開演1分前に到着。当然席は埋まってるので立ち見。

9中大和以来のアキラさん。立ち踊りとポーズが等価に扱われるようなスムースさ。とはいえ動きが流れて弱まることもなく、熟達の芸そのもの。偶数回演目のベットすばらしく、スムースな運動のうちにティーズが挟み込まれて脱衣を強く印象づける。またミカドの盆というかでべそのあしらいが巧みで、狭さのなかで整えようという気がなく、悠々はみ出して空間を活用していたのも見応えあった。
前も書いたけれど、ポラ中などずっといじりに徹する強めのお姉さんなのに、踊ってる間ほとんど絶えず浮かんでいる可憐な笑顔が踊ることの喜びを体現しているよう。
この日初ストリップだった友人がアキラさんにハマって、ポラも行っていた。その写真を見せてもらったら、これもまたすごいチャーミングな笑顔でとても良かった。
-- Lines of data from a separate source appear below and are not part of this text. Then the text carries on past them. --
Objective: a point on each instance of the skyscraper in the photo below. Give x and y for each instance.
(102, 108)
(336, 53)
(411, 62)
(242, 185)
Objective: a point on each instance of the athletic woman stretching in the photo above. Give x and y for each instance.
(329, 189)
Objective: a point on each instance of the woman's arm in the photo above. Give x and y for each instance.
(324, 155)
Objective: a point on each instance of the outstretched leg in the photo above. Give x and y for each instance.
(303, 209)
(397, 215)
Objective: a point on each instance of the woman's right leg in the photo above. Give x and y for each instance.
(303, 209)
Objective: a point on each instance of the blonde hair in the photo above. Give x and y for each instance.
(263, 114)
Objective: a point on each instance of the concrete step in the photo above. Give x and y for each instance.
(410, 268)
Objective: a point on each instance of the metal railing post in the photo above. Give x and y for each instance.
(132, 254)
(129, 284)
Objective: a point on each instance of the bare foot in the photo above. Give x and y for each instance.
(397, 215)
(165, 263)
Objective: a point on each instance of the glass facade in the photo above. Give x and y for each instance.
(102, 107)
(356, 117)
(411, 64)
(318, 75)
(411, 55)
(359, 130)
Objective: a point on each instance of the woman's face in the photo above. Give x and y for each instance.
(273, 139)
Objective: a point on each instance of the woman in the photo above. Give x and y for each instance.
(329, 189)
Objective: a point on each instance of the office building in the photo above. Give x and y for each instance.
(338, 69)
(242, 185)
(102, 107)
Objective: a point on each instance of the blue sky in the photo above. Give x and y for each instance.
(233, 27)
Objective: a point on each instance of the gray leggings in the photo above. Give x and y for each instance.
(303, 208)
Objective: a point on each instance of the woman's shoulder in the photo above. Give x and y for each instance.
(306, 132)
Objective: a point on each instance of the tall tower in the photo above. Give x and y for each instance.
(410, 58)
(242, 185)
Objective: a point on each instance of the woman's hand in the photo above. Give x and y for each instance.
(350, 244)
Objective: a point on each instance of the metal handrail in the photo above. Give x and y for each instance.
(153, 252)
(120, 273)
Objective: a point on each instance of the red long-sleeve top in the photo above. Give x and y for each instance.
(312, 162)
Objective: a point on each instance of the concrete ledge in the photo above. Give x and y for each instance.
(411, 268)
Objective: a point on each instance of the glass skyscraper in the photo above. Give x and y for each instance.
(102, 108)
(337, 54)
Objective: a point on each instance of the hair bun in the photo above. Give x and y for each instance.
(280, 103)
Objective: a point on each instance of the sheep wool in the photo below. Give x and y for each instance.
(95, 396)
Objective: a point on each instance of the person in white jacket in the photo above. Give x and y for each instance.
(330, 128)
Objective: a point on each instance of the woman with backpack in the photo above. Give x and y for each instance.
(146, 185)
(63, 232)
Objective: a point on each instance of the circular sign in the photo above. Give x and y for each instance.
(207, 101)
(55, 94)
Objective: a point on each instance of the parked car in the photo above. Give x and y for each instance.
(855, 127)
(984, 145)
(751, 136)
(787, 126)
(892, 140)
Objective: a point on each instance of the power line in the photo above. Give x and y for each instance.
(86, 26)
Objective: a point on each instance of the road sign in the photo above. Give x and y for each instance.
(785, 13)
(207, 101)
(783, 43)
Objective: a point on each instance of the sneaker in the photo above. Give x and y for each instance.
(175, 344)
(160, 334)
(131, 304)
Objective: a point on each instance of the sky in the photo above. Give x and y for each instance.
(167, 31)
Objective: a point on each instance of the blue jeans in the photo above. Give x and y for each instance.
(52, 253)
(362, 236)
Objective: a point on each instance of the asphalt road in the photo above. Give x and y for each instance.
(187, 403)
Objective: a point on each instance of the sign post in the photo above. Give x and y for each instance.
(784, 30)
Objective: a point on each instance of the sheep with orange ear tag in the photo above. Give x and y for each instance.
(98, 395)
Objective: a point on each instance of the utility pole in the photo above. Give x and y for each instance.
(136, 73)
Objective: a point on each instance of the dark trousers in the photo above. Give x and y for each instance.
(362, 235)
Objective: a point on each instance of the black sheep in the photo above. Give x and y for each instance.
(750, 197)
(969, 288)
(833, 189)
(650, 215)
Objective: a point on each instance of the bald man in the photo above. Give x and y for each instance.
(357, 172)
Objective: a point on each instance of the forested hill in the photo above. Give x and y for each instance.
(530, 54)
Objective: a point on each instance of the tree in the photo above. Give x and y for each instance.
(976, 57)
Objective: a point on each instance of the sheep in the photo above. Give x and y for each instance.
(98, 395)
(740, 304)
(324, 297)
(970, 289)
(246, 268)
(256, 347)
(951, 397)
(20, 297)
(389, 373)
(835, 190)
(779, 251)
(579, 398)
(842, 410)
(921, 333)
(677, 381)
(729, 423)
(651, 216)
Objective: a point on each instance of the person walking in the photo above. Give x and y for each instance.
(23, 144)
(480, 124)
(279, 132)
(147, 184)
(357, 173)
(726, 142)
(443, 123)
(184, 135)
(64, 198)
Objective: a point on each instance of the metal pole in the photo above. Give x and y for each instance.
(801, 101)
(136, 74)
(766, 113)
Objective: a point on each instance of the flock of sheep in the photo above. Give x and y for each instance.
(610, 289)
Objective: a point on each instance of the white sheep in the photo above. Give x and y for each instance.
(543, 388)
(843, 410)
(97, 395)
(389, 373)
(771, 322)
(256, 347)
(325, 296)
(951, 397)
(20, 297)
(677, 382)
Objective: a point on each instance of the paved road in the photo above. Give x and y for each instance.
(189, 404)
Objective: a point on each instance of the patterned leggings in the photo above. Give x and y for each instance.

宇佐美さん「量産型と呼ばないで」。初見。記号というか実際のキャラになりきって(?)踊るM1から、"量産型"的私服風衣装でこれぞ「宇佐美なつ」というバリバリに音を拾っていく振付が、しかもこの日は朝イチから決まりに決まっていた。
衣装替え以降、オナベからのポーズベット、なのだがM5まである展開の幅と、M5の自虐的(男性にとって)でもアイロニカル(それを演じる人にとって)でもある歌詞など、めずらしく理が勝ってる感触もあり、面白いけど"ウケる"演目じゃなさそうかなと感じたら、実際、比較的短い期間しか演じられなかったらしい。観られてよかった。
ラストの方で、ちょっとした居眠りの演技が入るのだけど、クサくなくてよかった。あと、私服風の衣装というのがレアで、かえってドキッとするものもある、が、ストンと下だけ降ろして、振り返ってお尻だけ見せて暗転、という脱ぎの見せ方がさすがのシャープさ。

「アンビバレント」。広い舞台ではあるものの、盆は狭いしで大変そうに見えた。すばらしい演目であるにしても、演目の難しさを感じることも多々あり、なんというか初めて"応援"したいような気持ちにもなった。
制作というのは、クリアカットしたものを提示できる場合もあるし、複雑に絡まったものを部分的にほぐすようにして提示せざるを得ない場合もある。後者は前者に比べて見劣りを感じたり、不満を感じたりすることも起きやすい(制作者にしても観客にしても)けれど、キャリアの前後の必然性に基づいて、そうならざるを得ない(=毎回はクリアに提示できない)ことがあるはずだ。それは、なんというか、ものを作ることの醍醐味のようだし、アツいな〜とか思ってしまう。ストレートにアガる感じがないときも、それはそれで受け取れるものがある(という対象になってしまった)。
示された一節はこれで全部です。